Nelle sue conclusioni, mons. Gintaras Grušas, arcivescovo di Vilnius e presidente del Ccee, ha parlato della emergenza della pandemia e della guerra in Ucraina ed ha osservato come “queste esperienze ci spronano ad impegnarci a vivere le parole di Giovanni Paolo II che diceva che le difficoltà e le distorsioni del tempo in cui viviamo chiamano ad una maggiore testimonianza della vita cristiana”. “Non possiamo semplicemente adottare le agende di altre persone o diventare una delle tante ong che lavorano per la famiglia, l’uguaglianza economica e digitale o un ambiente autosufficiente”, ha aggiunto mons. Grušas. “Non possiamo permetterci di diventare solo uno strumento di programmi di governo che cercano di raggiungere obiettivi seppur virtuosi”. “I problemi che affrontiamo possono tentare di rubare la nostra speranza”. Ed è in questa prospettiva che “dobbiamo lavorare per la giustizia, la pace, la solidarietà e la fraternità con i nostri fratelli e sorelle nella famiglia dell’umanità”. “La nostra carità cristiana, soprattutto in questo momento in cui i nostri sforzi sono diretti ad accogliere i nostri fratelli e sorelle ucraini in fuga dalla guerra e dalla distruzione e sostenere coloro che rimangono nella loro patria con l’angoscia del pericolo imminente,ci dia la forza di parlare con le parole di pace a un’Europa spesso divisa e di compiere ogni giorno tanti gesti di pace affinché, nello sforzo di comprendere gli altri, esercitiamo l’impegno cristiano di perdonare coloro che attaccano e offendono”.
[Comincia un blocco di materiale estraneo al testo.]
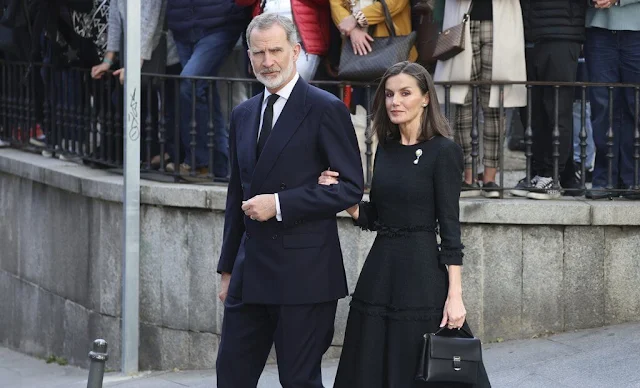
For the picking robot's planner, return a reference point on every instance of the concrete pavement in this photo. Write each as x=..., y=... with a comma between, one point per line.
x=594, y=358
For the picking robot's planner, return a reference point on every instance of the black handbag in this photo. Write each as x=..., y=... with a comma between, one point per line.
x=385, y=52
x=427, y=30
x=448, y=359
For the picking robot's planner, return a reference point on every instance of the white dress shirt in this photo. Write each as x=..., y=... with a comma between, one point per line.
x=278, y=106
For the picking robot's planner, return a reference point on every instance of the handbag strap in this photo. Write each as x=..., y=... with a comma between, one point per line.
x=387, y=18
x=467, y=15
x=462, y=329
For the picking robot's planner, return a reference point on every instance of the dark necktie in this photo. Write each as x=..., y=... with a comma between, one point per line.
x=267, y=123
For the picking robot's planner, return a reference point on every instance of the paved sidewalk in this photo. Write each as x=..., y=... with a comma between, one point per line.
x=595, y=358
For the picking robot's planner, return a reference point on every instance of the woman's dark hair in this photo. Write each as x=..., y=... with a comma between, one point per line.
x=433, y=121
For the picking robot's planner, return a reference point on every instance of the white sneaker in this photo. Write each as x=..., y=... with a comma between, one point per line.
x=544, y=189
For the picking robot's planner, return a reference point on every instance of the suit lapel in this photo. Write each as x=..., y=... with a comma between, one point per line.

“Abbiamo trascorso giornate intense e piene di fatti, stimoli e opinioni provenienti da diversi Paesi e diverse aree di competenza professionale”, ha detto mons. Stanislav Zvolenský, arcivescovo metropolita di Bratislava e presidente della Conferenza episcopale slovacca. “Una ricchezza di nuove informazioni ha ampliato la nostra prospettiva e ha aperto opportunità per nuovi modi di pensare”. “Questo evento ci ha permesso di leggere le sfide e problemi che attraversano il nostro continente, in un contesto nuovo, molto più ampio”.